Her books include The Creative Mind: Myths and Mechanisms (1990/2004), Mind as Machine: A History of Cognitive Science (2006), and AI, Its Nature and Future (2016).


Dr Mary AikenAdjunct Associate Professor at UCD Geary Institute for Public Policy

The Cyber Effect: Children and Young People in an Age of Artificial Intelligence, Robotics and the Internet

Date: Tuesday, 20 June 2017 at 5pm
Venue: Room B003, Seminar Room, UCD Geary Institute for Public Policy

Dr Mary Aiken is an Adjunct Associate Professor at University College Dublin, Geary Institute for Public Policy, and Academic Advisor (Psychology) to the European Cyber Crime Centre (EC3) at Europol. She is a lecturer in Criminology and Research Fellow at the School of Law, Middlesex University, a Fellow of the Society for Chartered IT Professionals, a Sensemaking Fellow at the IBM Network Science Research Centre, and has served as a Distinguished Professor of the Practice of Cyber Analytics at AIRS. She is a member of the Hague Justice Portal advisory board and Director of the Cyberpsychology Research Network.

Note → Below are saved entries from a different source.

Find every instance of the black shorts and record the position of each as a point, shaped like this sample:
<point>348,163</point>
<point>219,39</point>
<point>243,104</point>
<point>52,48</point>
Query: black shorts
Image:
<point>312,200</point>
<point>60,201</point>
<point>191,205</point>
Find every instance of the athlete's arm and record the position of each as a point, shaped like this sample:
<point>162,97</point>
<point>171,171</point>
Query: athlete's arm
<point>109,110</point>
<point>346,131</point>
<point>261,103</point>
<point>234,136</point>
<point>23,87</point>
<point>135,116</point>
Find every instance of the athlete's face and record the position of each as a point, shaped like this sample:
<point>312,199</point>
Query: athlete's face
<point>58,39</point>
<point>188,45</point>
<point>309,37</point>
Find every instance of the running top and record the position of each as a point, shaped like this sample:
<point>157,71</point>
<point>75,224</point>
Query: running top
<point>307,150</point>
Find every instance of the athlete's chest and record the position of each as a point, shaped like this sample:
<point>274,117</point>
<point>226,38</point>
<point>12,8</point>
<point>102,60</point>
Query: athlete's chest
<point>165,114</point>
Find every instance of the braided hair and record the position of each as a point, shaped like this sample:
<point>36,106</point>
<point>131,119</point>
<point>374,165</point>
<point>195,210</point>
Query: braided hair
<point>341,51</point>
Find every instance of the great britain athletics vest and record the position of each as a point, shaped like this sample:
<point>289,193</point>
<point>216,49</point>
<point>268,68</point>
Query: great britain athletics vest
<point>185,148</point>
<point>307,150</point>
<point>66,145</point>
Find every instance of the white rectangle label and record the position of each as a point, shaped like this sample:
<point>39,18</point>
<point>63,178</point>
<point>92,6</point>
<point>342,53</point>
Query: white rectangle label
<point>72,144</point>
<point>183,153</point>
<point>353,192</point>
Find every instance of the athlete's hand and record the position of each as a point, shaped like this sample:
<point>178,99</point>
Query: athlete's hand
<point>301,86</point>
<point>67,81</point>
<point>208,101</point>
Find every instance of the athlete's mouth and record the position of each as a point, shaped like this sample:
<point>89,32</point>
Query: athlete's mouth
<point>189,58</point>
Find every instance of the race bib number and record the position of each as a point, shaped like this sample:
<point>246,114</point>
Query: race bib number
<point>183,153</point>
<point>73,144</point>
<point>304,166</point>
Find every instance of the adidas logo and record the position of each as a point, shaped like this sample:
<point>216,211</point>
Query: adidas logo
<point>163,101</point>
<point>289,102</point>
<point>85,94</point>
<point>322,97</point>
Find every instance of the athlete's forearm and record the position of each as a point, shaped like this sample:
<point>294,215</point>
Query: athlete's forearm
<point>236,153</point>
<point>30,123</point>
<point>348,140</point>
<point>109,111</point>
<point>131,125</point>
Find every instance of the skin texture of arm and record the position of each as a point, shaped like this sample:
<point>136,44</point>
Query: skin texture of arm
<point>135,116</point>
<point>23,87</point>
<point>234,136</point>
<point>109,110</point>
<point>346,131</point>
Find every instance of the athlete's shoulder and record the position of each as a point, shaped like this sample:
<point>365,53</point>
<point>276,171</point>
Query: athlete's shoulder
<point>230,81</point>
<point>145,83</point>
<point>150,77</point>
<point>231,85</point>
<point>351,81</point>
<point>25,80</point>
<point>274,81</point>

Professor Judy Wajcman, Anthony Giddens Professor of Sociology, London School of Economics
Automation, Robotics and the Temporality of Everyday Life

Date: Tuesday, 30 May 2017 at 5pm
Venue: Room H204, UCD Humanities Institute

Judy Wajcman is the Anthony Giddens Professor of Sociology at the London School of Economics, and a Visiting Professor at the Oxford Internet Institute. She has published widely on the gender relations of technology. Her recent books include Pressed for Time: The Acceleration of Life in Digital Capitalism (2015) and The Sociology of Speed: Digital, Organization, and Social Temporalities (2017).